CMT, high clocks and Piledriver
Back in May 2011, we devoted a report to the Bulldozer architecture
. The Piledriver and Bulldozer architectures have a common base, Cluster Multi-threading (CMT) technology. This technology means an 8-core processor is in fact made up of 4 modules. Within a module, the two cores share a certain number of components:
- the front-end which groups the fetch unit and instruction decoding as well as the L1 instruction cache which is supplied by these units;
- the floating point unit;
- the L2 cache.
AMD claims 80% of the performance of two full cores for major efficiencies in terms of silicon area and energy consumption. Many other changes were also made, both to the processing units themselves and the memory sub-system, in particular to allow the architecture to clock higher.
In terms of x86 instruction sets Bulldozer already supported the latest versions of SSE4 (4.1 and 4.2), AES-NI instructions enabling acceleration of encryption and AVX, introduced by Intel with Sandy Bridge, and its 256-bit variants. In addition, it added its own instructions, grouped under the names XOP, FMA4 and CVT16. XOP operates mainly on integer operands, FMA4 on 128-bit floating point numbers and CVT16 groups high precision floating point conversion instructions to medium and low precision floating points.
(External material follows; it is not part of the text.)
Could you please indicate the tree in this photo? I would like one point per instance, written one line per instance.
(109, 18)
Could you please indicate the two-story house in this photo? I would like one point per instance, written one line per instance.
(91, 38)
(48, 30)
FMA4, which allows the processing of a multiplication and addition in a single cycle, should among other things enable gains when used by applications.
Piledriver adds FMA3 (Fused Multiply/Add on 3 operands, a = a * b +c ) in addition to FMA4 (a = b * c + d) which was already previously supported (Intel will use FMA3 as of Haswell), as well as the F16C (16/32 bit floating point conversion) instructions introduced by Intel in Ivy Bridge. For the rest, the changes are mostly small touches at all levels, with the branch prediction mechanisms and schedulers announced as more efficient and gains announced for divisions.